This MIT And Harvard Startup Is Making Writing Emails Easier And Effortless

Frederick Daso
4 min readFeb 10, 2019

Email is a necessary task for any role in Corporate America. According to the McKinsey Global Institute, roughly 28% of our time is spent “answering, writing, or responding to email.” A talented team filled with MIT and Harvard affiliates have built a nifty, Gmail-integrated tool that can help you draft your emails quicker.

Filip Twarowski, Lambert Chu, and Matthew Huggins came together to found EasyEmail, an email productivity tool powered by artificial intelligence. EasyEmail learns from your previous Gmail history to autocomplete sentences for you while your email is being drafted. When it comes to email, the biggest cost is time. There is a plethora of untapped value at stake within the email productivity space.

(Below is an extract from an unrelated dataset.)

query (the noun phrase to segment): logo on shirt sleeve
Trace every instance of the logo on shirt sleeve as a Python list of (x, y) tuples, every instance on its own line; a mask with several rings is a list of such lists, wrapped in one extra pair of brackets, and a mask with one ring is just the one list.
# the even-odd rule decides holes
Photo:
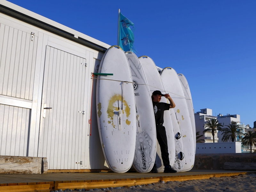
[(154, 107), (154, 111), (155, 111), (155, 114), (156, 114), (156, 112), (157, 112), (157, 107), (156, 105), (155, 105)]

McKinsey estimates that $900 billion to $1.3 trillion could be unlocked annually if these tools can make emails less time-consuming.

EasyEmail Founders (from left to right): Matthew Huggins, Filip Twarowski, and Lambert Chu

The immediate value of EasyEmail lies in its ability to save your time. For most of us, we answer nearly identical or similar questions from a sender. Seeing as you’ve already answered that same question in a past email from a different sender, it would be easier to have a response automatically suggested to you based on your previous email correspondence. As you type your email, EasyEmail digests the context of the email you’re responding to and suggests potential phrases or sentences to quickly draft your email. This autocomplete feature, similar to predictive text on a phone or code formatter in a development console, saves time in responding to repetitive questions over email. For the three co-founders, they know how critical it is to not lose precious time to email.

Twarowski, before becoming the CEO of EasyEmail, was a lead organizer of the MIT Fall Career Fair, MIT’s largest and fully student-run recruiting event for employers. He was receiving hundreds of emails daily from companies looking to fork over cash for a booth to woo MIT students to their companies. Most of the questions were the same — “How much does a booth cost? What are the different perks that come with each tier? Who do I make the check out to?”

He knew there had to be a better way to respond to these emails containing the same questions. Twarowski had a problem that needed a solution. He spoke with his…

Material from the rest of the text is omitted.